##Summary
HIPPA compliance requieres dedicated EC2 instances, and it seems impossible to have them with Spot pricing. Though it's still possible to use Spot instances for extremely cheap spark clusters, but only slightly cheaper Spark cluster (compared to Databrick Cloud) if HIPPA compliance is needed.
Also - last time I've tried Databricks Cloud serioudly was about 7 months ago, some things might've changed.

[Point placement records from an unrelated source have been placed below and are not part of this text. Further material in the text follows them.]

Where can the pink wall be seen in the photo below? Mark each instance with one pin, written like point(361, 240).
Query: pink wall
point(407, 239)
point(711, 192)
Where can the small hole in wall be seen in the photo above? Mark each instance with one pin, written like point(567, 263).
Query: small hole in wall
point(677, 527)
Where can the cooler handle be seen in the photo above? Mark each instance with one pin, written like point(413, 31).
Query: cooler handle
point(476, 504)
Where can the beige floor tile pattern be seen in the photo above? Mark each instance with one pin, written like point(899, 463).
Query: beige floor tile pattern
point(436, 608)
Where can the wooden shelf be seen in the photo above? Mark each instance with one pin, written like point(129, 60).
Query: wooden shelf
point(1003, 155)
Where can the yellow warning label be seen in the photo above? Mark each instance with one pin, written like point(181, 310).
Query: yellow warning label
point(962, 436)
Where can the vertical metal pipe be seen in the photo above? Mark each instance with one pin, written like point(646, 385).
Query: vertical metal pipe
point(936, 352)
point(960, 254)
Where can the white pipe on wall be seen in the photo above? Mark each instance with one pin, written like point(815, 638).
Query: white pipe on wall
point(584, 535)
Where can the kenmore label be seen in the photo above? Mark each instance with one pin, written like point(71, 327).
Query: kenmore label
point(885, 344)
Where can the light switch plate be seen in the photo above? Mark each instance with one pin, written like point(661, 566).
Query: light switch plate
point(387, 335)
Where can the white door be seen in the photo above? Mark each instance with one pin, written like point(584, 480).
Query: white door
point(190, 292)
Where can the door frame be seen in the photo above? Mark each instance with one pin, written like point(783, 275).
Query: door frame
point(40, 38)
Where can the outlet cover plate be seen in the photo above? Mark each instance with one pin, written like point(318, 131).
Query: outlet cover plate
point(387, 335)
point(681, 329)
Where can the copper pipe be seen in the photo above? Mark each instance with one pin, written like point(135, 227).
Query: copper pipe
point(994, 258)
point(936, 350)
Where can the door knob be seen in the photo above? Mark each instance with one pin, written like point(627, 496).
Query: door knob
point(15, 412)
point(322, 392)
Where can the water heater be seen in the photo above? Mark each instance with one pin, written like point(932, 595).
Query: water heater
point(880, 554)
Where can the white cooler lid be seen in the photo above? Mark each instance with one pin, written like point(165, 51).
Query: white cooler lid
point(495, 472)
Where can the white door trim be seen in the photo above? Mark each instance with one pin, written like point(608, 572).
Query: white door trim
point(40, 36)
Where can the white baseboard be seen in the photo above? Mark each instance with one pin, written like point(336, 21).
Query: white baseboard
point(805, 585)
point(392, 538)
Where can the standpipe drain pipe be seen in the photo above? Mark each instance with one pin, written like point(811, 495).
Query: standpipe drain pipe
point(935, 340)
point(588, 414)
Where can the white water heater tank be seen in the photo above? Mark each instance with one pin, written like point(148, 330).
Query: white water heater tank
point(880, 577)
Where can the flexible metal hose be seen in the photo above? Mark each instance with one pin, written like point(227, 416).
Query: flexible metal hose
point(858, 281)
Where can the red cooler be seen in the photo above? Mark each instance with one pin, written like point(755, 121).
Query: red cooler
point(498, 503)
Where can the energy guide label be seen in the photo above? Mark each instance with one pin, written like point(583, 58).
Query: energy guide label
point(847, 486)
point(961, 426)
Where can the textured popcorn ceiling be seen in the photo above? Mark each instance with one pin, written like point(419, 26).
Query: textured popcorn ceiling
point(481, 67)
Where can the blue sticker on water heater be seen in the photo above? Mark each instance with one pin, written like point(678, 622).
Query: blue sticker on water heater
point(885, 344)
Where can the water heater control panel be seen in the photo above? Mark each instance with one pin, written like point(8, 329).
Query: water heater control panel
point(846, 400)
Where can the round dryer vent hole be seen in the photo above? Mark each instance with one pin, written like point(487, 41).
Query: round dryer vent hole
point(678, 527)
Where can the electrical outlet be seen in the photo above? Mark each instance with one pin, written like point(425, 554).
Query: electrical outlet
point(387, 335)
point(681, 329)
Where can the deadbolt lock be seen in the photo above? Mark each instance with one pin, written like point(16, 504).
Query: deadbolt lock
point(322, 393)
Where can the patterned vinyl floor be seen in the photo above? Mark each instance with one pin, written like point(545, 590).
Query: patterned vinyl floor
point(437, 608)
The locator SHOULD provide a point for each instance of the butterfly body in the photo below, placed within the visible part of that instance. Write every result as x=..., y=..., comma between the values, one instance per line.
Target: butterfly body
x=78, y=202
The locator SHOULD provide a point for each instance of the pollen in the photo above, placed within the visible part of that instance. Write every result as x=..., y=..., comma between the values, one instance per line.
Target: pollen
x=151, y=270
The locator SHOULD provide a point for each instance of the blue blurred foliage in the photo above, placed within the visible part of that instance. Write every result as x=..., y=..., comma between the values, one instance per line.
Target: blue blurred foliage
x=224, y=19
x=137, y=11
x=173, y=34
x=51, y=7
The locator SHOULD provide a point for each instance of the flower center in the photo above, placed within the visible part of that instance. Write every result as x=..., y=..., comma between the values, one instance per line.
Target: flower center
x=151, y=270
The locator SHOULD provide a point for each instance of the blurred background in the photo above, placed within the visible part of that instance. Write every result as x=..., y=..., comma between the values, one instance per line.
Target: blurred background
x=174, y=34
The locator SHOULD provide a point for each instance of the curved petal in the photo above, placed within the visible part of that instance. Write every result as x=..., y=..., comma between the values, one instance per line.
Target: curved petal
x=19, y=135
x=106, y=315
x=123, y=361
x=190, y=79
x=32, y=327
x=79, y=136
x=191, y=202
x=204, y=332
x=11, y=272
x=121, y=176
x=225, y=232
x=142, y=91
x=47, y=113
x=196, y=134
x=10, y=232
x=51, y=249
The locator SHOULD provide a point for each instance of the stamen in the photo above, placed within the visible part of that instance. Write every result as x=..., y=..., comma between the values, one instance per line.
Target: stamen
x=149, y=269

https://databricks.com/product/pricing
- Cost of EC2 machine full price
- $99 monthly fee (negligible)
- $0.40 per node
- $0.40 (databricks) + $1.68 (AWS) = $2.08
http://ec2price.com/?product=Linux/UNIX&type=c3.8xlarge®ion=us-east-1&window=3 http://www.ec2instances.info/?filter=c3.8xlarge
- spot instance price
- elastic IP (negligible)
- hosted NAT and IGW (negligible)
- ~$0.44 (AWS)
- price is changing hourly
http://www.ec2instances.info/?filter=c3.8xlarge
- full instance price
- elastic IP (negligeble)
- hosted NAT and IGW (negligeble)
- $1.68 (AWS)
Feature | Databricks Cloud | Zeppelin |
---|---|---|
Fully featured web notebooks | yes | yes |
inline scala, python, md, etc.. | yes | yes |
pre-creation of SparkContext | yes | yes |
you own the data (use your own s3) | no | yes |
dashboard creator | yes | no |
'drag-n-drop' cluster creation | yes | no |
team colloboration tools | yes | no |
HIPPA compliance possible | maybe | yes |
Both EC2 and S3 services which are needed to run suggested installation can be made HIPPA compliant according to https://aws.amazon.com/compliance/hipaa-compliance/. EC2 servers need to be run on dedicated machines behind VPN. The steps presented in the following paragraph actually don't allow to have dedicated machines. S3 needs to be encrypted to be compliant wiht HIPPA, there are several options to do this.
this is not a proper "how to" - just some of my personal notes.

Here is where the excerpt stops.